Token conservation is critical on devices like the MacBook M2 where context windows are limited. Using a leaner agent harness like Codex ensures there is more room for actual project code before hitting context ceilings. The dashboard facilitates the setup of these agents, allowing users to launch local servers with specific API keys and model parameters quickly.

Real-World Coding Test Results

  • A 35B parameter Quen 3.6 model successfully generated a movie search and rating web app using oMLX.
  • Persistent SSD caching allows the model to resume progress without hallucination even after a manual session clear.
  • Hydrating the model's state from the SSD saves the computational progress of the project during context overflows.

During the development of a movie wishlist application, the prompt occasionally exceeded the 30K context limit of the M2 MacBook. While this usually kills a project or forces a memory-wiping 'clear' command, oMLX recognized the prefix on the SSD and instantly reloaded the state.
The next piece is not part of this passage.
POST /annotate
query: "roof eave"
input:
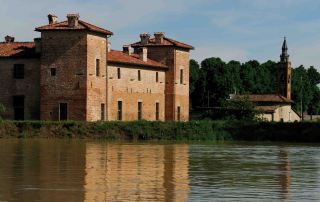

This resulted in an 89% cache efficiency, proving that local agents can handle massive token throughput without losing the thread of the conversation.

Head-to-Head Comparison with LM Studio

  • LM Studio required 35 minutes to complete the same task that oMLX finished in 20 minutes.
  • Multitasking was impossible during the LM Studio test as it consumed all available RAM and caused video playback lag.
  • oMLX generated text at 47 tokens per second compared to 16 tokens per second on LM Studio.

While LM Studio demonstrated superior stability by avoiding 400-level context errors, its resource consumption was significantly higher. oMLX allowed for background browsing and video watching while the AI agent worked, whereas LM Studio utilized every available resource of the MacBook. The three-fold increase in generation speed makes the manual management of occasional context errors a practical trade-off for productivity.